IVF means In-Vitro Fertilization. Vitro means glass, hence In-vitro Fertilization is the process of fertilizing an egg using sperm in a glass tube. Ever since the birth of the first baby in England in 1978 by IVF, and also in the United states of America in 1983, several fertility centers all over the world have had high success rates and have added laughter to many families across the world.
IVF is a form of assisted conception or assisted reproductive technology where by eggs (ova) are collected from the womans body through surgery and are then placed in a specialized glass together with sperm collected from the man. The sperm then fertilizes the eggs and they start the process of becoming a baby. The early division of the fertilized ovum (called an Embryo) is then placed inside the womans womb (uterus) in order for the baby to develop normally. IVF comes with associated risks, complications and has different success rates. Not all women who are infertile can have IVF done but there are indications or requirements and IVF is costly which may not be affordable to even those that are eligible for the procedure.

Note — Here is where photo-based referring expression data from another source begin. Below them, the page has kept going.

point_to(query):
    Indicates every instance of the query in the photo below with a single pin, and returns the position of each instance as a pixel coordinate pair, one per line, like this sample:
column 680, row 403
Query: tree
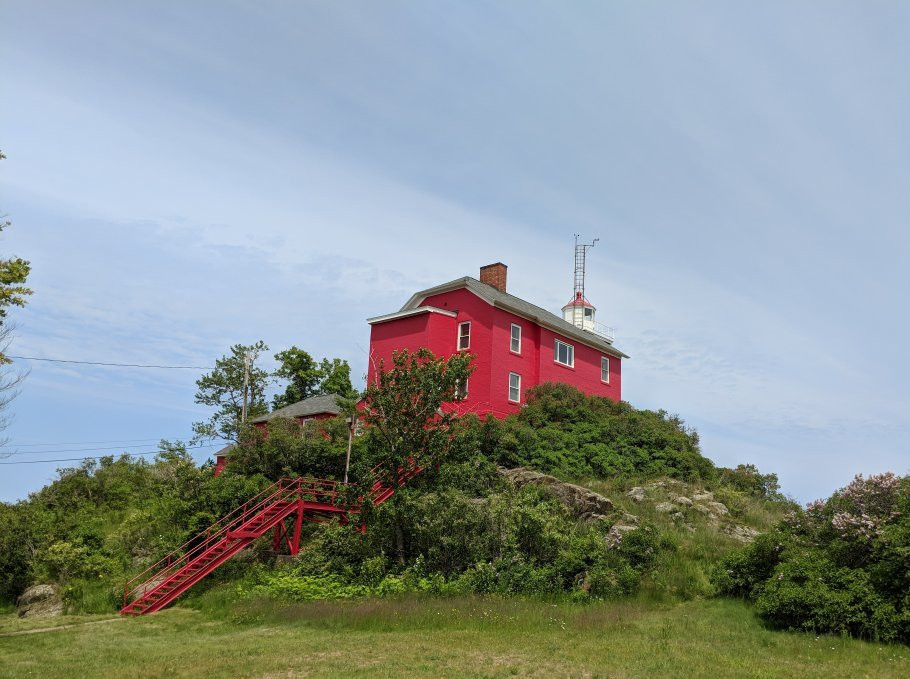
column 302, row 373
column 336, row 378
column 225, row 388
column 307, row 378
column 13, row 273
column 406, row 423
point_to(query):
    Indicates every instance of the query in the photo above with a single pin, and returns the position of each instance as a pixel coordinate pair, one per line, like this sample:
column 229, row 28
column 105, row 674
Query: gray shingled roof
column 313, row 405
column 520, row 307
column 225, row 451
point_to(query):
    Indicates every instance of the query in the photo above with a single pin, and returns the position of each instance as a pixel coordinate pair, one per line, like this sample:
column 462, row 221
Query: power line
column 59, row 450
column 86, row 443
column 114, row 365
column 92, row 457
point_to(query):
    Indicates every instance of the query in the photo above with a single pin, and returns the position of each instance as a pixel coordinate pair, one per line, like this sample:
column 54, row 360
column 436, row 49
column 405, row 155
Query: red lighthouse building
column 517, row 344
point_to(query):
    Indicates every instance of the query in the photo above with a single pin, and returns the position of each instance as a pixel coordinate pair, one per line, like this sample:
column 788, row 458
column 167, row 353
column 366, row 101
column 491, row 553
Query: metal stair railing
column 316, row 490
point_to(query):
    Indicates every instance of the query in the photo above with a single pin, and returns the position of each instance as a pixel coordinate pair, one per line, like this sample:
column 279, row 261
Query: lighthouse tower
column 579, row 311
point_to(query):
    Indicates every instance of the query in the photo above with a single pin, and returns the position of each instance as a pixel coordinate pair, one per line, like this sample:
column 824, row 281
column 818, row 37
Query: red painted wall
column 488, row 387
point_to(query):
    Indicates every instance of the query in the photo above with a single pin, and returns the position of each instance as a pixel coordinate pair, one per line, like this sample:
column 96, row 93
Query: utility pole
column 247, row 359
column 347, row 462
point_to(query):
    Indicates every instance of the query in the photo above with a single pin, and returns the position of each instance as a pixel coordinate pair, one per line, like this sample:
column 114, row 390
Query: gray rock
column 718, row 508
column 39, row 601
column 630, row 519
column 614, row 537
column 637, row 493
column 585, row 504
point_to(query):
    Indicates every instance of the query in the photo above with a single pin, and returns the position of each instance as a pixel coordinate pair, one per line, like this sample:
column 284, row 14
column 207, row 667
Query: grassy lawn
column 442, row 637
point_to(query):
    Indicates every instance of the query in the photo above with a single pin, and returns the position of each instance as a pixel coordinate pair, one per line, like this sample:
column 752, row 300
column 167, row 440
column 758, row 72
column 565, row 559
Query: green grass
column 700, row 543
column 416, row 637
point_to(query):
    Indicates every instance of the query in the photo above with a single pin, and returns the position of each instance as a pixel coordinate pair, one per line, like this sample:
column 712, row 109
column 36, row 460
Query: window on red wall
column 464, row 335
column 564, row 353
column 514, row 387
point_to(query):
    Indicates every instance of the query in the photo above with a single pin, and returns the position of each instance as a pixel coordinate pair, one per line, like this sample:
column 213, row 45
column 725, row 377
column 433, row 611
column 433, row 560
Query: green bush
column 840, row 566
column 564, row 432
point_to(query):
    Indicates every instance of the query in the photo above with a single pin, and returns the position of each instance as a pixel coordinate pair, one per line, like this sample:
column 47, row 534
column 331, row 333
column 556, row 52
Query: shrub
column 840, row 566
column 564, row 432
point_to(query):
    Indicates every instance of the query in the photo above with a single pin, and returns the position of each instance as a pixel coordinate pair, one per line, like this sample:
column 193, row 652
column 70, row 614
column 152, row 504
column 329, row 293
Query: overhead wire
column 92, row 457
column 114, row 365
column 86, row 443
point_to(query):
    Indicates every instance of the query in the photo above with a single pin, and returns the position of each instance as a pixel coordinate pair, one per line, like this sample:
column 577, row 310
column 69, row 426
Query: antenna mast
column 579, row 292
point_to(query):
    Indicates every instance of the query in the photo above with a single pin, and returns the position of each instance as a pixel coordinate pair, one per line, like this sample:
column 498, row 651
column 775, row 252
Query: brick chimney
column 495, row 275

Steps involved in carrying out IVF
- Superovulation (Ovulation induction)
- Collection of eggs
- Embryo transfer
- Luteal support
- Pregnancy test
Induction of ovulation in IVF
This process involves the stimulation of your ovaries to produce eggs. The drugs used for stimulation of the ovaries are known as Gonadotropins; clomiphene citrate can also be used or a combination of clomiphene citrate and gonadotropins. When the ovaries are stimulated, it can become over stimulated and may lead to a condition known as hyperstimulation syndrome. It is a common complication of IVF. In order to avoid the hyperstimulation syndrome, careful monitoring of the eggs in your body while they are being produced is done using ultrasonography and the amount of estradiol in the blood is also used to monitor the effect of superovulation during IVF. When the stimulated eggs are greater than 18mm in size and about 34 to 38 hours prior to the time that the eggs will be harvested, a hormone known as Human Chorionic Gonadotropin (hcG) is given.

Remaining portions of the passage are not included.